Second, he couldn’t understand, for real, the quality of what he had destroyed.

So, “buy a new one” is the easy solution in a consumerist society. But when sellers tell you there’s no difference in terms of quality from one item to the other, it’s not true.

It’s like you show us an archive Saint Laurent garment or a couture dress from your wardrobe, and we tell you to get rid of that and buy a new item! “You know, it’s cheaper than repairing the old one!”

That is a complete lack of understanding. Indeed, the sofa story represents the contemporary way of handling commerce and fostering a consumerist lifestyle. Also, whatever the category – fashion, furniture, technology, automobile – the trick doesn’t change. Industries do not stop their overproduction patterns, so repairing won’t work on a large scale, which we need in order to reduce our impact on the planet.
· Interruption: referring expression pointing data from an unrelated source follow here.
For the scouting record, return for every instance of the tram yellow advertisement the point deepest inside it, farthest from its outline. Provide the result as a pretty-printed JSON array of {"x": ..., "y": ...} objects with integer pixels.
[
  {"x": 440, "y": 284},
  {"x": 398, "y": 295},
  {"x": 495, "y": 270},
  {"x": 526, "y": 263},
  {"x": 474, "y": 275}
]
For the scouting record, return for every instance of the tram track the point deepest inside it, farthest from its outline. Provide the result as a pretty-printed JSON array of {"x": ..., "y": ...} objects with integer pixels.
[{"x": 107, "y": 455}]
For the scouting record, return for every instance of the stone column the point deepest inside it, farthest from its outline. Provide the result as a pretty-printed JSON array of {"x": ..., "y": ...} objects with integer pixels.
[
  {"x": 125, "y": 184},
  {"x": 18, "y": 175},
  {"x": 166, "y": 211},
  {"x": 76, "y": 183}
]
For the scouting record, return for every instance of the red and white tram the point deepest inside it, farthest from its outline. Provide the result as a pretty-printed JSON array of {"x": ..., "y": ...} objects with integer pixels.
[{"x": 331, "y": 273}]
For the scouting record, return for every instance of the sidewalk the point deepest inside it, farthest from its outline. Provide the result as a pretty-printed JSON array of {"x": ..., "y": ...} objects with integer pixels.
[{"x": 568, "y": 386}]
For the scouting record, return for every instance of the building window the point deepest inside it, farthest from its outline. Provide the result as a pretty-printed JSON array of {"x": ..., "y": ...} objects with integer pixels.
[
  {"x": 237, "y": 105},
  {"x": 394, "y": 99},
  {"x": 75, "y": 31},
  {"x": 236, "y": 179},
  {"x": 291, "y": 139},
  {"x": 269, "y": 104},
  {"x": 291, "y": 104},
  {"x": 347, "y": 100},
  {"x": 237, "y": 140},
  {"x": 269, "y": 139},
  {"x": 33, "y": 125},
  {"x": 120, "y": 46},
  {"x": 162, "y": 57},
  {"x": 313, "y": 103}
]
In the end, if those who sell products cannot distinguish quality, materials, and finishings, how can they even mention the option of repairing?

Disappointment with the fashion industry

Out of the crowd & why


Any disappointment with the fashion industry? Can fashion be a source of frustration? For us, it can be. And we would love to hear your viewpoint on this matter.

Fashion mavericks don’t need to wear, read or do what all the others do. We are independent thinkers who are not afraid to challenge the status quo. Fashion, as the research of niche brands and designers, is still the exciting side of our job. Unknown or less popular brands, most of the time, offer creativity and real quality designs like no others. That is what we select for you. Also, we love mixing garments to create unique outfits.

Mainstream fashion

But fashion, as the mainstream industry wants it to be, so as it is right now, isn’t exciting. In most fashion brands, there’s a total lack of elegance and style. No creativity, no good design, just marketing. Do you agree with us? Also, there’s no consistency towards the hypothetical sustainable claims. Fundamentally, there is no understanding of how serious the climate emergency is. In fact, the fashion industry is not open to evolution, which is now necessary and much talked about but ignored. However bad the situation is, it is only going to get worse.

As we see it, fashion is a language. Specifically, it’s a reflection of who we are. Indeed, it is a lens through which we can analyse society. So, looking through this lens, what kind of society do we see? 
If you go walking in big towns, most clothing shops and new openings are fast fashion brands. And if you scroll through social media, fast fashion brands have saturated the market. While on holiday, we’ve been to different places: the most present brands were fast to ultra-fast fashion. 

That is what people want. And the fashion industry makes what people want. It seems there’s no escape. But this trend of lowering the bar and erasing any sense of quality is frustrating.

Unique style for unique people

For people like us who love reading, don’t like advertising, and don’t even much like social media’s doped content, the disappointment with this fashion industry is quite profound. We’d buy nothing rather than take the most popular pointless stuff. 

The fashion industry holds so much power in manipulating people. On the other hand, people can access information in order to educate themselves but don’t do it. They follow influencers because they cannot make independent decisions. 

However, as fashion mavericks, we won’t stop making choices out of the crowd. That means stop trusting the fashion industry and follow our own path, creating unique styles for unique people.